Dan Ayah akan tertawa lebih keras, “Kamu lapar, ya?”

Ayah bukan pahlawan super. Ia tidak punya jubah, tidak bisa membelikan mainan mahal, dan tidak tahu cara mengucapkan “Aku sayang kamu” dengan mudah. Tapi ia hadir, dan itu cukup membuat dunia Aluna terasa utuh.
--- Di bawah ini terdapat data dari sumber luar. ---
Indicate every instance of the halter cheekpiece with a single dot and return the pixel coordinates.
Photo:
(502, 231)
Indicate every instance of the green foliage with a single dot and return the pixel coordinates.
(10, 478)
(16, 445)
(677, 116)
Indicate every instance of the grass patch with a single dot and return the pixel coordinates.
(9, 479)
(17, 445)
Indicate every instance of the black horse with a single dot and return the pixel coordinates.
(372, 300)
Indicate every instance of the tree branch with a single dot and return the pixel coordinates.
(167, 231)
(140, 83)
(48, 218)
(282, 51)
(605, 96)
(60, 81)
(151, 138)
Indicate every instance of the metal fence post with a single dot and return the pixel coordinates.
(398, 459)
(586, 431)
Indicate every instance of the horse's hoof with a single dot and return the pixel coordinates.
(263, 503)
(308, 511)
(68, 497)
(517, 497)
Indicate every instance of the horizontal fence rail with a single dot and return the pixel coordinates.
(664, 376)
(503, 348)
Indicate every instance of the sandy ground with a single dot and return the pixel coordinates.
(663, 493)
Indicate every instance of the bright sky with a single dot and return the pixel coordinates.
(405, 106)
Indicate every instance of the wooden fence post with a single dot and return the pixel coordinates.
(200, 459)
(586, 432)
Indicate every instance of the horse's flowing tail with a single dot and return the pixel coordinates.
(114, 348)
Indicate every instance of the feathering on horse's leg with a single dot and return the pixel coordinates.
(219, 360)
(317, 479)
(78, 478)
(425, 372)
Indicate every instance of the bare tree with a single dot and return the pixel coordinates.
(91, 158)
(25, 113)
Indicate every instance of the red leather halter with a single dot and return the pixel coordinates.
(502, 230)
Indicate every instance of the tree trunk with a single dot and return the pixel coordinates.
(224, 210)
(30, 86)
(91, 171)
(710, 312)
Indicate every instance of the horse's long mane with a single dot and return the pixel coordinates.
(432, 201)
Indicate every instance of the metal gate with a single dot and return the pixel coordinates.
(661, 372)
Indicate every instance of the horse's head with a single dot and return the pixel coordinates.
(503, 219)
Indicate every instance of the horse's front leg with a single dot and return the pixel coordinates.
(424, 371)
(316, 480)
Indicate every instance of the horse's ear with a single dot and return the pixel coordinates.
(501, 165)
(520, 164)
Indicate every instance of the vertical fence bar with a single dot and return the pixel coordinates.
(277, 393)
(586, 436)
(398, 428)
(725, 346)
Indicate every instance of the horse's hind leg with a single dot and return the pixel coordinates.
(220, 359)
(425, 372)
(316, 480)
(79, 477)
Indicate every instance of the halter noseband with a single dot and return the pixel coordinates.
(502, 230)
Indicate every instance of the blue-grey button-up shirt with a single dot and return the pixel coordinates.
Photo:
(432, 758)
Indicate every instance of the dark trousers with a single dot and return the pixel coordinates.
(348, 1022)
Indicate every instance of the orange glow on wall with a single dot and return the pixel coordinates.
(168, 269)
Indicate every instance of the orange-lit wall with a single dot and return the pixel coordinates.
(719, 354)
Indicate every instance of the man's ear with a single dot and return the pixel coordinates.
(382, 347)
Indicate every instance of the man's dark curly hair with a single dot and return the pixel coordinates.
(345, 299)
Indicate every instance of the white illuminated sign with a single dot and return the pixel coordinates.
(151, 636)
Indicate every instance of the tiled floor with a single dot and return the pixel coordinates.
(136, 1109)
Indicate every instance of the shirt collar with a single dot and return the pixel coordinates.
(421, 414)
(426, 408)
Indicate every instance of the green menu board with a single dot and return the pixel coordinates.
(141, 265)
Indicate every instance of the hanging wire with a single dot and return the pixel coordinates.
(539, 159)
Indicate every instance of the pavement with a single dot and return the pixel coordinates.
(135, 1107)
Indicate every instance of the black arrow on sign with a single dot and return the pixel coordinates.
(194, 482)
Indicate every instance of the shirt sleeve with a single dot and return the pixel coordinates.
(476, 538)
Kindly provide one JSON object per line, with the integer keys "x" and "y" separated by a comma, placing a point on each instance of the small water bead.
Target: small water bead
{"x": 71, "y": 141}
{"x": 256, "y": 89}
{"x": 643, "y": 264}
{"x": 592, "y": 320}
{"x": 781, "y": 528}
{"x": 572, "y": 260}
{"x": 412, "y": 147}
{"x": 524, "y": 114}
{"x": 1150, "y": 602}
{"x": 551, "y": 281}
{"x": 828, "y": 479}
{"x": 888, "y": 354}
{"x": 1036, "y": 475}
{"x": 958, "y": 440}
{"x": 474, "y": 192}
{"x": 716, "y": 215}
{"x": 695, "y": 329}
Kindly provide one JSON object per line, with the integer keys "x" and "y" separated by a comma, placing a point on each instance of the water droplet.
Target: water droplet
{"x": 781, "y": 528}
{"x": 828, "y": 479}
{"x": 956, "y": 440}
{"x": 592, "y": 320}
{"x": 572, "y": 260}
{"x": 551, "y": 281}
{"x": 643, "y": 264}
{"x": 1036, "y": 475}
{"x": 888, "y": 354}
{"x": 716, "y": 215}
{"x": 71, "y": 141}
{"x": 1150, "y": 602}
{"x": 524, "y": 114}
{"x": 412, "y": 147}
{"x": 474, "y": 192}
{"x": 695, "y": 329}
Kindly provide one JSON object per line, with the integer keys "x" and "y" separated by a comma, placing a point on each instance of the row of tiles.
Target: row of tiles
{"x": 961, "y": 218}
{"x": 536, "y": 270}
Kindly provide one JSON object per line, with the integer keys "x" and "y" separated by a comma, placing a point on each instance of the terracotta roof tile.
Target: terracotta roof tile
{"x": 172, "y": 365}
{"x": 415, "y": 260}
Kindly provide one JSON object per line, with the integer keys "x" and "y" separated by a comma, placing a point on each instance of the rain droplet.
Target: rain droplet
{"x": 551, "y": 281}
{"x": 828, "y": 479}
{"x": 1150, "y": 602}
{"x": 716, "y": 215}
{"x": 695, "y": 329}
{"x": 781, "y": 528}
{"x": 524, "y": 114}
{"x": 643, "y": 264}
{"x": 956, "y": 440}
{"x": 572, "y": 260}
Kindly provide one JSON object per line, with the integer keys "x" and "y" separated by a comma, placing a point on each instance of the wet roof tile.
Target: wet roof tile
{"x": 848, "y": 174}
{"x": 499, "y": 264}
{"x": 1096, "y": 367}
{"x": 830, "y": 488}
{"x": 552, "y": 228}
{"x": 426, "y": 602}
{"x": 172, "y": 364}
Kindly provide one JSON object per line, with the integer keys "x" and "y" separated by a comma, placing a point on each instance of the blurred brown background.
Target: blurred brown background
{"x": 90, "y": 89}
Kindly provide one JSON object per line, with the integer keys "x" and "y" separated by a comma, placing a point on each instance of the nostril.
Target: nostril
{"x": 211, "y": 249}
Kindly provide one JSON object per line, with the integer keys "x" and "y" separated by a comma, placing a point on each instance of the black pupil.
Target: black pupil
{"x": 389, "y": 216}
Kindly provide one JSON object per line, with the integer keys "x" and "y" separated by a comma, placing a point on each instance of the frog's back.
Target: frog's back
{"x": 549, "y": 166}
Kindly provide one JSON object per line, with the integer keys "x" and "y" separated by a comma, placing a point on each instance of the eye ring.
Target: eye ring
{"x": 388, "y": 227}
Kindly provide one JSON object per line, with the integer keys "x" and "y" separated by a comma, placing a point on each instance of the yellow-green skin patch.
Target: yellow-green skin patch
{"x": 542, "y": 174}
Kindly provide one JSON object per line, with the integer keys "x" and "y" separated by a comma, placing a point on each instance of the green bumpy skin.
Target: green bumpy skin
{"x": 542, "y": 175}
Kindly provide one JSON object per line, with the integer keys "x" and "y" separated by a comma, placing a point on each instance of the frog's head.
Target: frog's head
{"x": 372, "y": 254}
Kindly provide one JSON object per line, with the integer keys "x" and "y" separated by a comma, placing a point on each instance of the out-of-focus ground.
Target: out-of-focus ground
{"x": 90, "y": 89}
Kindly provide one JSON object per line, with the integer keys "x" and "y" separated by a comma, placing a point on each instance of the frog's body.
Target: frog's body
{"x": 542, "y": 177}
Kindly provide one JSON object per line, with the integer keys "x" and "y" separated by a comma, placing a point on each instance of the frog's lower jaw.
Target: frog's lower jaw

Hingga suatu ketika, Ayah pergi.

Pergi bukan karena marah atau kecewa. Tapi karena tubuhnya tak lagi mampu menahan lelah yang disimpan diam-diam. Ayah berpulang di usia yang terlalu muda untuk disebut tua, dan terlalu matang untuk disebut muda. Usia pertengahan yang biasanya sibuk membesarkan anak dan menyimpan banyak tagihan dalam dompet tipis. Waktu itu, Aluna masih duduk di kelas dua SMP. Ia tidak tahu bagaimana caranya berduka. Yang ia tahu, rumah menjadi lebih sunyi, dan malam menjadi lebih panjang. Ibu menangis diam-diam di kamar, dan Aluna mulai takut tidur sendirian.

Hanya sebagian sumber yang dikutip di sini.